NASA study provides new findings on protecting astronauts' bones through diet and exercise
(Phys.org)—Eating the right diet and exercising hard in space helps protect International Space Station astronauts' bones, a finding that may help solve one of the key problems facing future explorers heading beyond low Earth orbit.
A new study, published this month in the Journal of Bone and Mineral Research, evaluated the mineral density of specific bones as well as the entire skeleton of astronauts who used the Advanced Resistive Exercise Device (ARED), a 2008 addition to the space station that can produce resistance of as much as 600 pounds in microgravity. Resistance exercise allows astronauts to "lift weights" in weightlessness.
Researchers compared data measured from 2006 until the new device arrived, when astronauts used an interim workout that offered about half the total resistance of the ARED. The researchers found astronauts using the advanced exercise system returned to Earth with more lean muscle and less fat, and maintained their whole body and regional bone mineral density compared to when they launched. Crew members using ARED also consumed sufficient calories and vitamin D, among other nutrients. These factors are known to support bone health and likely played a contributing role.
"After 51 years of human spaceflight, these data mark the first significant progress in protecting bone through diet and exercise," said Scott M. Smith, NASA nutritionist at the agency's Johnson Space Center in Houston and lead author of the publication.
Since the 1990s, resistance exercise has been thought to be a key method of protecting astronauts' bones. Normal, healthy bone constantly breaks down and renews itself, a process called remodeling. As long as these processes are in balance, bone mass and density stay the same. Earlier studies of Russian Mir space station residents found an increased rate of breakdown, but little change in the rate of regrowth that resulted in an overall loss in bone density.
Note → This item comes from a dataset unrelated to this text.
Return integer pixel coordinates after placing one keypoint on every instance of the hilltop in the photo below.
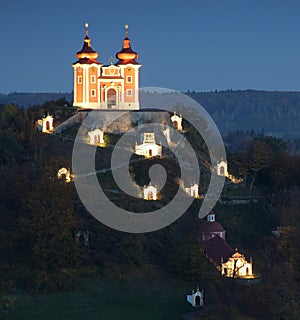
(271, 112)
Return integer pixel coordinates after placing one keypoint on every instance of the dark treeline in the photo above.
(48, 240)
In the new study, researchers looked at preflight and postflight images of bone using X-ray densitometry, as well as in-flight blood and urine measurements of chemicals that reflect bone metabolism. In crew members who used the ARED device during spaceflight, bone breakdown still increased, but bone formation also tended to increase, likely resulting in the maintenance of whole bone mineral density.
"The increase in both bone breakdown and formation suggests that the bone is being remodeled, but a key question remains as to whether this remodeled bone is as strong as the bone before flight," said Dr. Jean Sibonga, bone discipline lead at Johnson and coauthor of the study.
Studies to evaluate bone strength before and after flight are currently under way.
Beyond bone strength, further study is required to determine the best possible combination of exercise and diet for long-duration crews. Dietary effects on bone are being studied on the space station right now, with one experiment evaluating different ratios of animal protein and potassium in the diet on bone health. Another is looking at the benefits for bone of lowering sodium intake.